The LA Times reports that many court watchers were surprised by Solicitor General Neal Katyal's argument in yesterday's Arizona Christian School Tuition v. Winn hearing, that not only do plaintiffs not only lack the standing to sue, but that Supreme Court cases that might suggest otherwise were wrongly decided. 

Justice Elena Kagan, Katyal's boss until she joined the court in August, also objected to his argument. She ticked off a series of landmark rulings that rejected state aid to parochial schools. "So, if you are right, the court was without authority to decide" those cases, "but somehow nobody on the court recognized that fact?" she asked.

"My answer to you is yes," he said.

At this, Justice Anthony M. Kennedy, a key swing vote, called for a pause. "I just want to make sure I heard your answer. Your answer is yes?
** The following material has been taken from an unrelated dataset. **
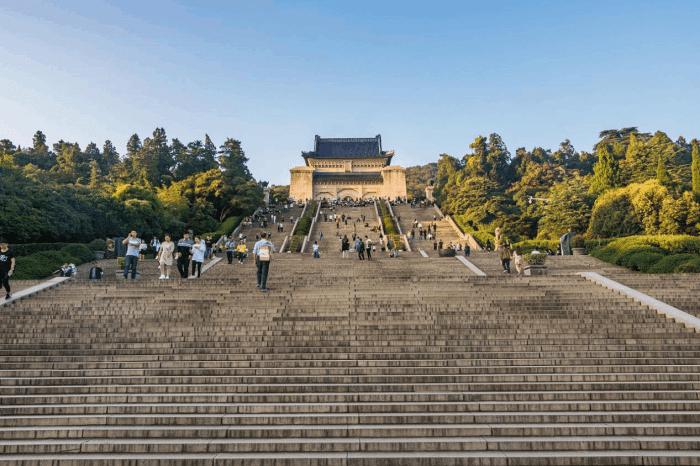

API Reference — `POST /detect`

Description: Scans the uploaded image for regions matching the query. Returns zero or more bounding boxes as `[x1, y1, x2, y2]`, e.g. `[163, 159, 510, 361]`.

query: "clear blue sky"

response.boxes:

Those cases were wrongly decided?"

Katyal said the court might have the right to say the states had wrongly subsidized religion, but he insisted no taxpayer had standing to sue.

As Justice Breyer suggested – though Katyal resisted his conclusion – if this argument is adopted, the court's already-teetering precedent of Flast v Cohen would be no more. Flast carved out the ability of taxpayers to sue over Establishment Clause violations when a nexus connects taxpayer money to the violation.